Megan McArdle on her Atlantic blog (embedded links added):
People under the age of 55 account for a very, very small proportion of deaths in this country. It's after 60 that you'd expect to be getting the largest mortality benefit from expanding insurance coverage. If switching people to government-run insurance at the age of 65 doesn't produce any measurable improvements in the mortality rate of a population with a high mortality rate that are large enough to show up in aggregate death statistics, then how big an effect could a national health care system for younger people have on mortality outcomes? Would it even register in the mortality statistics? Is this the right use of $163 billion? I mean, we can say that a policy is a success if it saves even one life, but it is not actually possible to run a country this way.
Agreed.

3 comments:

Whitehall said...

Mortality rates are therefore not the proper metric.

How about others?

Lost work days? The unemployed wouldn't count then would they?

Lost Democratic votes? Some people may be looking at it this way.

Infant mortality? Planned Parenthood offers an alternative.

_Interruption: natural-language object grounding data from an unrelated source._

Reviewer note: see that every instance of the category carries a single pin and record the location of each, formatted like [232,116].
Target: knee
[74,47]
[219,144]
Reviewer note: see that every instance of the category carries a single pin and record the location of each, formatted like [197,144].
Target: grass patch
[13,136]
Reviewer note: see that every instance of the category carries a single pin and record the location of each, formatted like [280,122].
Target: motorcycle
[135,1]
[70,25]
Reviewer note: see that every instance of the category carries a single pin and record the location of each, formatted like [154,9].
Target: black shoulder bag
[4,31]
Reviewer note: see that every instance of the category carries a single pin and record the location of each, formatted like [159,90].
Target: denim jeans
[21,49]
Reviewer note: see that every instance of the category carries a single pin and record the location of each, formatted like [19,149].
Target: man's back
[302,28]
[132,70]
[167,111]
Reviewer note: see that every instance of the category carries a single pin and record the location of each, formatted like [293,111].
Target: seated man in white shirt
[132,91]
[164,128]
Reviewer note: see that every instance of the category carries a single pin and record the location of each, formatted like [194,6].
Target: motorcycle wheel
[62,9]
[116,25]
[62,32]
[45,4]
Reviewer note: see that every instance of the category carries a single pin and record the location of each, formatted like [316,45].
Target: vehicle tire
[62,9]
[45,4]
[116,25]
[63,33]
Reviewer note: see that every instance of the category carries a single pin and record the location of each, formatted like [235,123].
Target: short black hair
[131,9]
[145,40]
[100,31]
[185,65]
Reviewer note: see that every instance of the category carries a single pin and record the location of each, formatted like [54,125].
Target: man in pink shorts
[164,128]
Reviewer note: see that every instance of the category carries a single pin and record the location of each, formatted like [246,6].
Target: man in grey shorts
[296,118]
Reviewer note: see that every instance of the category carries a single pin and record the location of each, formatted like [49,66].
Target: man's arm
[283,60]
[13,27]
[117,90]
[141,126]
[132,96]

Quality of life is hard to quantify but individuals know it when they see it.

@nooil4pacifists said...

Whitehall: The Levy & Meltzer study in the last embedded hyperlink focused on Medicare -- i.e., sample population mostly over 65 -- making differentiality mortality the most relevant metric. But, I welcome your analysis of a different approach should you want to post it in comments.

OBloodyHell said...

> Is this the right use of $163 billion? I mean, we can say that a policy is a success if it saves even one life, but it is not actually possible to run a country this way

As usual, libtards always make calculations in a vacuum, where lives saved are never balanced against whatever tradeoffs one had to make in order to save that life.

In reality, the calculus doesn't work that way. If you spend a billion dollars to save every child's life, pretty soon, you're guaranteed to wind up broke and destitute.

The optional wide-scale metric in this case is self-evident.

Man-lives -vs-man-lives.

If a person has a life span of 78 years, and the efforts in question save them at 60, then one could reasonably argue that I've saved 18 man years of life as a result.

So how to place a "value" on that? Is 18 man-years worth $10k? $100k? $1m?

"Oh, you can't place a value on human life!?!?"

Really? Why not?

Money is human time.

In order to create $1 of value, someone had to spend time doing whatever it took to do that thing of value, be it compose music, organize a pro soccer game, build a widget, or research a cure for the athletes foot.

In a base, simplistic calculus, if it took more than 18 man-years of valuable work to save those 18 years of life, then society is getting the short end of the deal and needs to say "no".

If, on average, it takes 12 minutes of human time to produce $1 of human wealth(per capita GDP/#minutes in one year, a crude but reasonable calculation), then we've associated an actual time-is-money metric. And now we can place an actual societal dollar value on that 18 years we've nominally saved -- $744k.

If society must spend more than $744k to add to that individual's lifespan, then it shouldn't be doing it, whatever "it" is.

Now, you can argue for a more complex metric that takes real personal production (what income decile is the person in?), and age(productivity tapers off in later years, usually), and any number of other things into account.

And/or you could apply a "normal curve" of wealth creation to an individual, which no-doubt center-loads the wealth created where it actually occurs, into one's so-called "productive" years, which usually tapers off a lot by one's 70s. This would substantially reduce that number, one can bet.

These enhanced metrics are a bit more heartless but probably more honestly accurate as to the honest societal valuation of those saved man-years.

That's not to suggest an individual should not apply whatever discretionary income they have towards extending their own life, or the life of a loved one.

But it does point up the limit of societal obligation in the balance.

Society itself owes you NOTHING but fair value for what you produce. Any other number for "humanitarian" reasons is non-obligatory, and cannot be justified on a large scale. You might choose to be humanitarian and save the starving victims in Haiti at a cost of 10x their lifelong social production, but society cannot afford to make that kind of expenditure on a vast scale, year in and year out. It's why so many libtard idealistic plans don't work, they don't have a suitable societal cost-benefit ratio. Their net effect will bankrupt society by paying more for something than the social worth of it.

This also does not take into account "quality of life" issues, but that's a can of worms that has massive repercussions to both sides of the argument, and so it best left for another time.